A. Situation analysis
Description of the disaster
On 22 March 2021, a massive fire swept through the camp settlement in Cox's Bazar, Bangladesh, destroying shelters and facilities and endangering lives across four camps. So far, 11 casualties have been reported, and 55,000 people have been displaced. According to data shared by the camp authority, a total of 563 people from the affected camps have been injured and 339 are missing. It is understood that there are approximately 10,000 damaged shelters. Further reference information regarding this event can be found in Situation Report #2 and Situation Report #3 of this document, in addition to the ISCG press release.
The fire originated from block D in Camp 8W at about 3.00pm local time on 22 March 2021. The frequent wind flow made the fire spread quickly to other camps comprising camps 8E, 9, and 10, completely razing a huge amount of infrastructure – these included shelters, mosques, community centres, learning centres, service centres, shops, LPG (liquefied petroleum gas) storage sheds and Camp-in-Charge (CiC) offices.
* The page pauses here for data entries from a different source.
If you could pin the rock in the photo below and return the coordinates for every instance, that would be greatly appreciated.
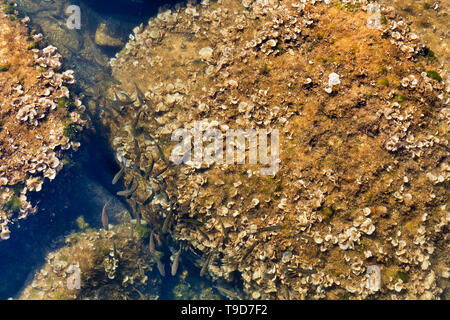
(205, 53)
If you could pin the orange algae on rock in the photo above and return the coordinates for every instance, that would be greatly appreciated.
(363, 167)
(32, 127)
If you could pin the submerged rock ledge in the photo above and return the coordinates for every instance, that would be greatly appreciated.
(39, 120)
(363, 121)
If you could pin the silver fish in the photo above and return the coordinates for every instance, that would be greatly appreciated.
(176, 262)
(128, 192)
(160, 266)
(105, 217)
(118, 175)
(152, 243)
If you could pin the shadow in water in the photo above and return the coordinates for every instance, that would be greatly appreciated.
(80, 189)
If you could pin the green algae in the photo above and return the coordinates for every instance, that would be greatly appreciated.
(434, 75)
(13, 204)
(66, 104)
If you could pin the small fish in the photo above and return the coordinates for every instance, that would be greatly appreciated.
(105, 217)
(125, 102)
(270, 228)
(225, 233)
(203, 233)
(161, 153)
(249, 250)
(114, 250)
(191, 221)
(137, 150)
(167, 222)
(149, 169)
(149, 199)
(160, 172)
(230, 294)
(158, 239)
(135, 123)
(160, 266)
(176, 262)
(128, 192)
(152, 243)
(118, 175)
(139, 95)
(302, 271)
(141, 295)
(207, 262)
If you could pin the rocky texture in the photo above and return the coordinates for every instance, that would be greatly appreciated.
(363, 120)
(40, 117)
(113, 265)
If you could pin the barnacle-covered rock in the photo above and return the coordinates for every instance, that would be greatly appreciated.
(35, 125)
(362, 165)
(112, 264)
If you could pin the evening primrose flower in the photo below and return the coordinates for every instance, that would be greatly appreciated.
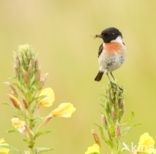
(47, 97)
(4, 147)
(16, 103)
(64, 110)
(146, 144)
(94, 149)
(20, 125)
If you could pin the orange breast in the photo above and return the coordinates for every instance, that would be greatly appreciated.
(113, 47)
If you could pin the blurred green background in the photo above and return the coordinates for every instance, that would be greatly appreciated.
(61, 31)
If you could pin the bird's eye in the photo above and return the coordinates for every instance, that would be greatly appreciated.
(105, 34)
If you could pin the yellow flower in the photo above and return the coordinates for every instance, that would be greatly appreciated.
(20, 125)
(4, 147)
(94, 149)
(146, 144)
(15, 101)
(48, 97)
(64, 110)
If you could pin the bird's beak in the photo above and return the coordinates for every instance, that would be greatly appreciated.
(98, 36)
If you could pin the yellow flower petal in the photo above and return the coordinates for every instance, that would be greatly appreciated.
(20, 125)
(94, 149)
(64, 110)
(4, 147)
(48, 97)
(146, 143)
(15, 101)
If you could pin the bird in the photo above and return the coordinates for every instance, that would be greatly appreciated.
(111, 54)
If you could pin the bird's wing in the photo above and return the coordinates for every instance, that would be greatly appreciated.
(100, 50)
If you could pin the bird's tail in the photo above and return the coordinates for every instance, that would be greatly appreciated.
(99, 76)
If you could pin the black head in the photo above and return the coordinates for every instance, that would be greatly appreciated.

The fire was put out in three camps (8E, 8W and 9) around 9.45 PM the same day (22 March 2021), and at 1:00 am on 23 March in Camp 10, by the Fire Service and Civil Defence (FSCD) teams with support from the Cyclone Preparedness Programme (CPP) volunteers and BDRCS staff (Population Movement Operation (PMO) and Myanmar Refugee Relief Operation). Due to the threat of the fast-moving fire, families living in seven adjacent camps were also evacuated to safer ground.
According to the Flash Update issued by the ISCG Secretariat, among the essential facilities impacted by the fire are the IOM primary healthcare clinic, MSF clinic, Turkish hospital and LPG distribution points. No BDRCS facility or infrastructure has been affected as a relatively small amount of programming is undertaken in the affected areas.
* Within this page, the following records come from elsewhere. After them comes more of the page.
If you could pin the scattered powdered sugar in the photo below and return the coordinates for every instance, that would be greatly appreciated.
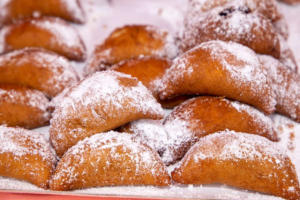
(57, 74)
(21, 142)
(28, 97)
(144, 159)
(240, 146)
While there has been a history of several fires in the camp settlement in past times including two incidents in January this year, the intensity and scale of this latest fire is unprecedented. Cramped conditions in the severely congested settlement are believed to have contributed to the quick escalation of the fire.
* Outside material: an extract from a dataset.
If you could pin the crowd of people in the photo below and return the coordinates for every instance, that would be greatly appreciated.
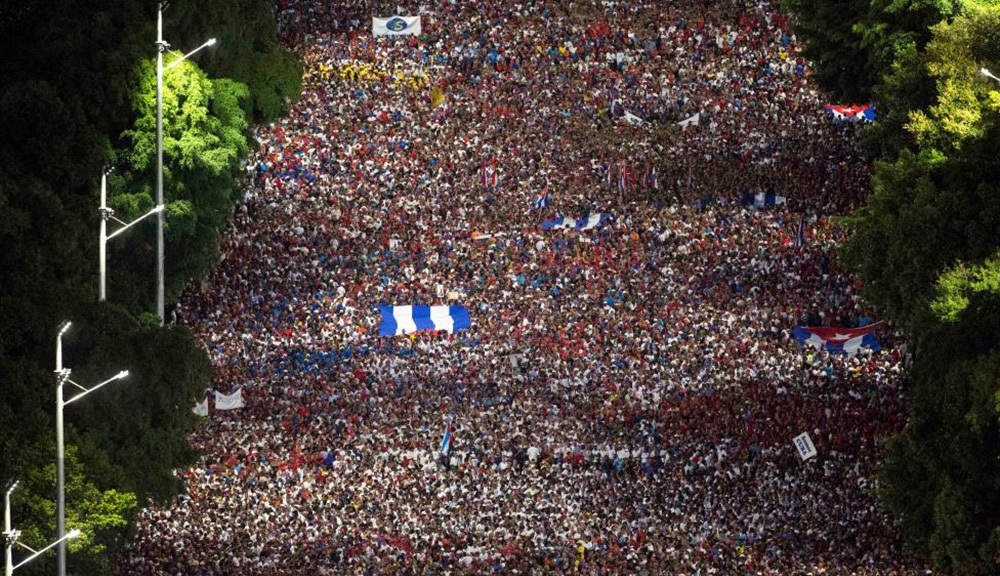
(626, 397)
The camp settlement in Cox’s Bazar is home to about 877,000 displaced people from Rakhine State in Myanmar who crossed the border into Bangladesh in 2017. The camps are the programming area of a multitude of humanitarian actors including the UN and the Bangladesh Red Crescent Society who are providing a range of humanitarian services to the camp population as well as a smaller population of local communities living on the periphery of the settlement, and who have been adversely affected by the large influx of displaced people.